Na noite do mesmo dia, quando o quartel já estava fechado, Raskólnikov, deitado na tarimba,
pensava nela [Sônia]. Nesse dia até lhe pareceu que todos os galés, antes seus inimigos, já o olhavam
de modo diferente. Ele mesmo começou a conversar com eles, e lhe respondiam de modo carinhoso.
Agora ele se lembrava disso com esforço, mas era assim que devia ser: acaso tudo não devia mudar
agora? (p. 559)

Por fim, o crime. O que pensa Raskólnikov sobre seu crime, agora que foi transformado?

Tudo, até o crime dele, até a condenação e o exílio, agora, no primeiro impulso, pareciam-lhe algum
fato externo, estranho, até como se não tivesse acontecido com ele. Aliás, nessa noite ele não
conseguia pensar de forma demorada e constante em nada, concentrar o pensamento em
nada; demais, agora ele não resolveria nada de modo consciente; apenas sentia. A dialética dera
lugar à vida, e na consciência devia elaborar-se algo inteiramente diferente. (Idem. Grifo meu.)

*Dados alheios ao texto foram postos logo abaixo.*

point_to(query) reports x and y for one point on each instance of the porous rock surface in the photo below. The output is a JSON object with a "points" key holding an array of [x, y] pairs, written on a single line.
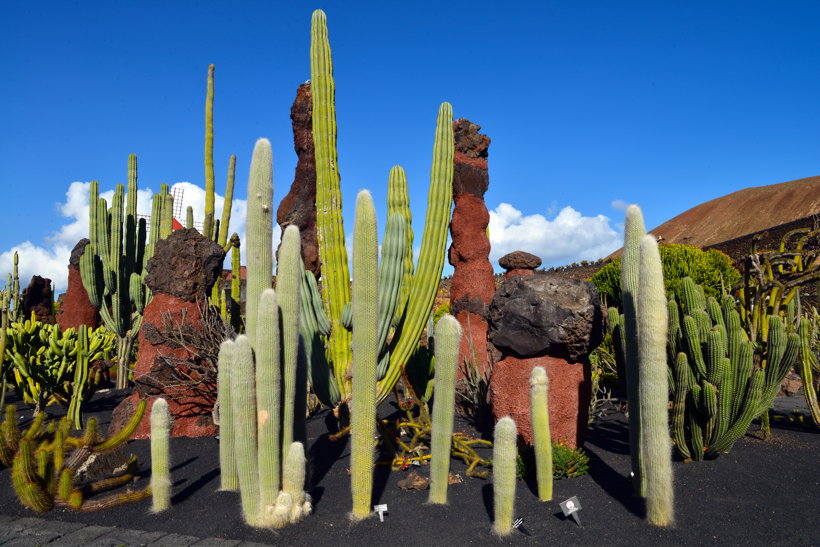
{"points": [[473, 284], [298, 207], [76, 308]]}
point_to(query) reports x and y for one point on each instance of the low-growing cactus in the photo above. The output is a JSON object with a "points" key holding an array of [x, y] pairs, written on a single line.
{"points": [[160, 456], [505, 455]]}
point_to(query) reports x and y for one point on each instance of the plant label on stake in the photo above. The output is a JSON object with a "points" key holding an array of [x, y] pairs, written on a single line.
{"points": [[381, 510], [571, 507]]}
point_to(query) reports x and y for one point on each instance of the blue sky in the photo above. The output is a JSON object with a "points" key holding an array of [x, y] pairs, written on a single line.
{"points": [[589, 105]]}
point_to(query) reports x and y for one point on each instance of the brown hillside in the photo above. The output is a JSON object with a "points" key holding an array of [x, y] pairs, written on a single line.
{"points": [[743, 212]]}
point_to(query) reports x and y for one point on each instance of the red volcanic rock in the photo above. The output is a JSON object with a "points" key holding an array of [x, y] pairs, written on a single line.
{"points": [[76, 308], [569, 388], [298, 207], [38, 297], [473, 283], [153, 377]]}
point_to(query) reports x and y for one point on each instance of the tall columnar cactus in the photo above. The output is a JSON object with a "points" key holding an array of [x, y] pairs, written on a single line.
{"points": [[448, 338], [656, 450], [539, 415], [160, 456], [113, 265], [505, 455], [633, 233], [335, 275], [229, 479], [365, 347]]}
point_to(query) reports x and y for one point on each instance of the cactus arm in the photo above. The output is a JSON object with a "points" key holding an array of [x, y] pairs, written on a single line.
{"points": [[329, 224], [160, 456], [448, 338], [539, 413], [365, 354], [208, 226], [268, 384], [653, 390], [633, 232], [431, 256], [225, 223], [260, 231], [504, 458]]}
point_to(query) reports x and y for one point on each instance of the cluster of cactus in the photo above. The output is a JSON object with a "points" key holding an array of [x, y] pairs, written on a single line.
{"points": [[406, 293], [263, 375], [46, 460], [717, 389], [48, 365], [113, 264]]}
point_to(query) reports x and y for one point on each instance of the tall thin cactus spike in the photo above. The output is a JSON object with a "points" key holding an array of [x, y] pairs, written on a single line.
{"points": [[208, 227], [268, 397], [225, 223], [448, 339], [365, 354], [633, 233], [160, 456], [229, 480], [539, 416], [243, 403], [329, 224], [654, 387], [260, 230], [294, 377], [505, 455]]}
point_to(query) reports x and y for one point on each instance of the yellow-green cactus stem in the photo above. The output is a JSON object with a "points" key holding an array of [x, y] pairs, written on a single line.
{"points": [[654, 386], [505, 454], [448, 339], [365, 319], [160, 456], [539, 415]]}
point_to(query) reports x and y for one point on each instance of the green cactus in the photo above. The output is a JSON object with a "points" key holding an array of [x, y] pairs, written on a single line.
{"points": [[448, 339], [656, 454], [335, 274], [160, 456], [630, 262], [229, 480], [365, 348], [539, 415], [505, 454]]}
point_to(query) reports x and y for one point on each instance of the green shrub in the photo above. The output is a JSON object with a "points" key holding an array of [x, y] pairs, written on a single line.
{"points": [[711, 269]]}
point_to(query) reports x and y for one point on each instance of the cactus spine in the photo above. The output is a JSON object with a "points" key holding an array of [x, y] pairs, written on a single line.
{"points": [[448, 338], [539, 415], [227, 453], [160, 456], [365, 319], [505, 454], [654, 391], [633, 233], [335, 293]]}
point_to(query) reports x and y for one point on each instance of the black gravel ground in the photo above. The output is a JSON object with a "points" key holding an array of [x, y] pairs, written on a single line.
{"points": [[762, 493]]}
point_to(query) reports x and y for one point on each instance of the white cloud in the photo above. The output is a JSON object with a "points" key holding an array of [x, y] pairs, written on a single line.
{"points": [[51, 259], [619, 205], [569, 237]]}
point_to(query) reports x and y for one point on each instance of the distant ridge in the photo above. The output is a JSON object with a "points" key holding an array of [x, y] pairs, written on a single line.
{"points": [[742, 213]]}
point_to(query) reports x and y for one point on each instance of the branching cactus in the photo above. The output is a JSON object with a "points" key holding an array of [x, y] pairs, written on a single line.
{"points": [[539, 415], [411, 293], [365, 314], [656, 450], [160, 456], [448, 338], [505, 454], [633, 233]]}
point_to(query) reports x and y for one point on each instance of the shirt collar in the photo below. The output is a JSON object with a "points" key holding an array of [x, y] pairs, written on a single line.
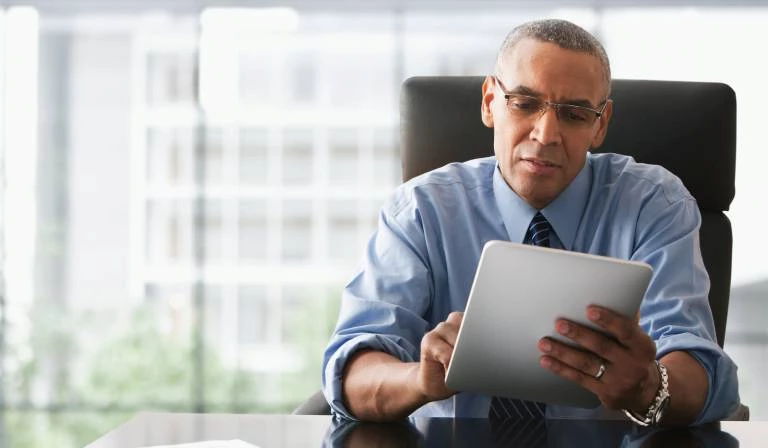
{"points": [[564, 213]]}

Raskólnikov já não é o indivíduo cindido. Ele abandona o racionalismo – a racionalidade alijada da


vida, da experiência concreta. Uma vez que já entregou-se ao castigo e aceitou a cruz, está livre da
obsessão pelo crime que cometeu.

O romance não poderia terminar de modo mais significativo: Raskólnikov abre o Evangelho, de que
até então apenas escarnecera. Mas, pensando em Sônia, para quem aquele era o único livro sobre a
terra, ele pergunta-se: “Será que agora as convicções dela podem não ser também as minhas
convicções? Os seus sentimentos, as suas aspirações, ao menos…”(p. 561; última página do romance)
Lembremos que Sônia é o indivíduo que, diante da confissão de assassino de Raskólnikov, dissera-
lhe: “Vai agora, neste instante, pára em um cruzamento, inclina-te, beija a terra, que tu profanaste, e
depois faz uma reverência a todo este mundo, em todas as direções que quiseres, e diz a todos, em
voz alta: ‘Eu matei!’” (p. 428)

As convicções de Sônia agora são também as de Raskólnikov. Este é o livro que Dostoiévski escreveu,
a despeito do wishful thinking do tradutor Paulo Bezerra.